Hat jemand noch eine Idee wie ich die Folie unter der Kiefer und bei der Kräuterspirale verstecken kann ? Und wie ich den Rand im Übergang schön herrichten kann.... Links auf dem Bild ist bereits Teicherde aufgefüllt um die Pflanzen am Samstag einzusetzen...... und die restlichen sachen kommen jetzt Notabene


----------



## dobifan (25. Apr. 2010)

*AW: Wunschfranzose stellt sich vor*

So, so sieht es seit gestern aus..... jetzt lass ich den teich erst mal ruhen... Oder fällt euch noch was ein / auf was ich unbedingt machen sollte ?


----------



## Annett (25. Apr. 2010)

*AW: Wunschfranzose stellt sich vor*

Hallo.

*Teicherde eingefüllt?* 
Wieviel war es denn?

Du hast nicht zufällig noch einen Sack wo drauf steht, was drinn ist?


----------



## dobifan (25. Apr. 2010)

*AW: Wunschfranzose stellt sich vor*

Ich hab 3 Sack komplett benötigt und 1 Sack angebrochen. 
wurde fü¨r die sumpzone benötigt. 
In den Teich selbst rutsch nichts ab, ist durch eine Steinschiht von den anderen Zonen getrennt.   
Klaro, hab ich das noch... Hab dir drei Bilder angehängt.


----------



## Eugen (25. Apr. 2010)

*AW: Wunschfranzose stellt sich vor*

Hi Dobi,
das könnte Probleme geben.
Ist etwas viel für die paar Pflänzchen.
Ich bin ja auch ein Fan von Teicherde,aber nur um die Pflanzen rum,zum anwachsen.
Wenns geht,misch noch Sand unter die Erde. (1:1 wäre gut,mehr Sand wäre besser)
Und noch gut das Gleiche an Pflanzen.

UND: Unterwasserpflanzen nicht vergessen.
Hier gilt:Viel hilft viel


----------



## dobifan (25. Apr. 2010)

*AW: Wunschfranzose stellt sich vor*

Na, Unterwasserpflanzen hab ich bald ne Menge drinne... Momentan sind ' s 5 Papageienfedern und 8 Tannwedel... Und das restliche kommt nach und nach.....


----------



## dobifan (3. Mai 2010)

*AW: Wunschfranzose stellt sich vor*

So, mal ein kleines Update von meinem Teich: 

Hinzugekommen sind Tannenwedel, __ Wasserpest, __ Hornblatt, Wasserhahnenfuss & Ähriges __ Tausendblatt.

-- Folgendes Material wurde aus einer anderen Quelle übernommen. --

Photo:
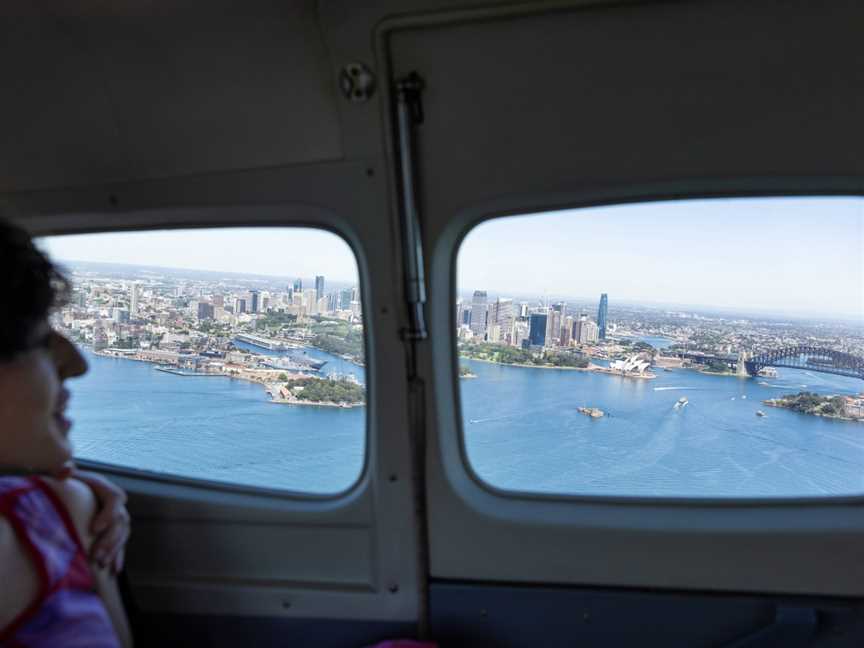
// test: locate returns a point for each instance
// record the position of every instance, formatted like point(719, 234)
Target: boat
point(593, 412)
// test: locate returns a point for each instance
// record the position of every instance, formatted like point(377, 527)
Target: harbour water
point(522, 431)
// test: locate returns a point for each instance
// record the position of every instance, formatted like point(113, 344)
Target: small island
point(837, 407)
point(341, 392)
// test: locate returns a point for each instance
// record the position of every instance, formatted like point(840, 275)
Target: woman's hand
point(111, 524)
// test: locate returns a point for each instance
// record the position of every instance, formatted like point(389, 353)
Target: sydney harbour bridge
point(801, 356)
point(811, 358)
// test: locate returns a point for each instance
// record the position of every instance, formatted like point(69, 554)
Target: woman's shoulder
point(79, 502)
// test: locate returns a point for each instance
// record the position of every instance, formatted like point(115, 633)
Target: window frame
point(190, 219)
point(465, 222)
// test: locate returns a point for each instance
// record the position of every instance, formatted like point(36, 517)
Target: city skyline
point(268, 252)
point(738, 259)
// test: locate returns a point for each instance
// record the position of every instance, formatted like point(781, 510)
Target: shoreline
point(283, 401)
point(591, 368)
point(772, 403)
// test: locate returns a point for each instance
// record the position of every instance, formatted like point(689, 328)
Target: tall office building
point(537, 329)
point(345, 297)
point(310, 301)
point(588, 332)
point(479, 312)
point(567, 331)
point(601, 315)
point(503, 315)
point(133, 299)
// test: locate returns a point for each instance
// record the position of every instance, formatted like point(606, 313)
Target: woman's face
point(34, 430)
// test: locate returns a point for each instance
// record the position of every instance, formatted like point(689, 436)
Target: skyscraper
point(345, 297)
point(133, 299)
point(537, 329)
point(601, 315)
point(478, 313)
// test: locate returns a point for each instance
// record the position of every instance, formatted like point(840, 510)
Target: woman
point(58, 588)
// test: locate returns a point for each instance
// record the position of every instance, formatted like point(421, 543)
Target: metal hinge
point(409, 112)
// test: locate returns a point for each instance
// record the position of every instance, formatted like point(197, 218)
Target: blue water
point(128, 413)
point(522, 432)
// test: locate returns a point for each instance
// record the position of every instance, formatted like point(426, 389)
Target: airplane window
point(697, 348)
point(229, 355)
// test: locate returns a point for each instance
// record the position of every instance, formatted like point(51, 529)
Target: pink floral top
point(67, 612)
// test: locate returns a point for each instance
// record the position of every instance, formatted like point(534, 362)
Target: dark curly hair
point(30, 287)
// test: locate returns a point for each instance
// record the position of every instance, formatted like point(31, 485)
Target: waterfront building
point(479, 314)
point(205, 311)
point(537, 329)
point(602, 313)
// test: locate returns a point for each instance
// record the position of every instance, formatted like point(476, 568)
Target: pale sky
point(787, 255)
point(279, 252)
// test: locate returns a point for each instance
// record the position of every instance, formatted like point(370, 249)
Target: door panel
point(545, 110)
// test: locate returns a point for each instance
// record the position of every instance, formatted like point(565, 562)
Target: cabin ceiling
point(104, 93)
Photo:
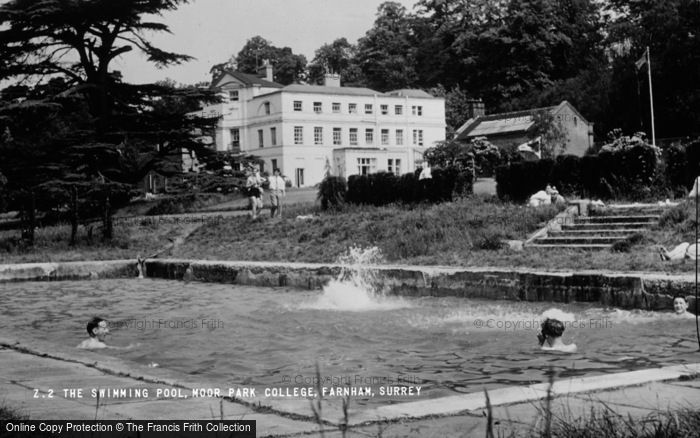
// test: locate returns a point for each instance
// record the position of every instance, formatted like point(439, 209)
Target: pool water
point(275, 336)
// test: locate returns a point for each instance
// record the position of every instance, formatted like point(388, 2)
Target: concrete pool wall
point(648, 291)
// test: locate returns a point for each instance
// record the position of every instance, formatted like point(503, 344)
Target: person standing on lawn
point(278, 188)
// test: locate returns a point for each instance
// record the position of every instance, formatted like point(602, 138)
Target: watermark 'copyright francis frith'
point(536, 324)
point(161, 324)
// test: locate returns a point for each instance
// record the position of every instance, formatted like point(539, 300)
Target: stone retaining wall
point(640, 291)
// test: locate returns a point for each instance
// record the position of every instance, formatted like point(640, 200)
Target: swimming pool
point(273, 337)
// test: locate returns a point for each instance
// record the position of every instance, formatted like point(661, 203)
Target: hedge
point(635, 171)
point(384, 188)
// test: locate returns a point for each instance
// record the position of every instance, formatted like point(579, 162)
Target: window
point(369, 136)
point(399, 137)
point(353, 136)
point(394, 166)
point(418, 137)
point(235, 138)
point(337, 136)
point(365, 166)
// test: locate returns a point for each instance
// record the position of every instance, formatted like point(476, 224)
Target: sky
point(213, 30)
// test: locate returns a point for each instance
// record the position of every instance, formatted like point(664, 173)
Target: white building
point(307, 130)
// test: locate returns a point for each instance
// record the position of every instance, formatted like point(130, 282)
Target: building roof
point(321, 89)
point(409, 92)
point(513, 122)
point(246, 79)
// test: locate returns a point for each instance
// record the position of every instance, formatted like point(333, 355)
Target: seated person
point(680, 306)
point(550, 337)
point(682, 251)
point(554, 195)
point(540, 198)
point(97, 329)
point(140, 266)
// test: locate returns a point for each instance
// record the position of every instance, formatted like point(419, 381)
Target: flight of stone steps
point(602, 228)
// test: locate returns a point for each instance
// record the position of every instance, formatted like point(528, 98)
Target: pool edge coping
point(462, 404)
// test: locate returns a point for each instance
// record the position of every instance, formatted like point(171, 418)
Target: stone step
point(602, 240)
point(568, 246)
point(636, 227)
point(618, 232)
point(617, 219)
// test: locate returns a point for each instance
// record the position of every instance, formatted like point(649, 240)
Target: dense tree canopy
point(70, 120)
point(288, 67)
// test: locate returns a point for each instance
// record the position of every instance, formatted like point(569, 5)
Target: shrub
point(519, 180)
point(332, 191)
point(566, 175)
point(385, 188)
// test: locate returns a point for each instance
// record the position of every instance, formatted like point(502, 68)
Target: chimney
point(331, 80)
point(475, 108)
point(268, 70)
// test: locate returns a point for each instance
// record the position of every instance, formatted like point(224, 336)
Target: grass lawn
point(467, 232)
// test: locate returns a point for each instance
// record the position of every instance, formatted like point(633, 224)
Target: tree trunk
point(107, 229)
point(29, 220)
point(73, 216)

Dann wurde auch die Unterwasserbeleuchtung installiert und jetzt sieht das ganze bei Nacht wie auf dem beigefügten Bild aus. 

Zur Zeit hab ich eine Grünfärbung des Wassers festgestellt, da werd ich mal schauen müssen wie sich das entwickelt. 
Des weiteren ist noch geplant eine Naturagartpflanzmatte zu verlegen um die Folie unter Wasser zu verstecken. 

Schönen Gruss
Thorsten


----------



## dobifan (7. Mai 2010)

*AW: Wunschfranzose stellt sich vor*

So, die Ursache der Gruenfaerbung ist gefunden: Ich hab tatsaelich die Gluehbirne im UVC-Geraet vergessen...


----------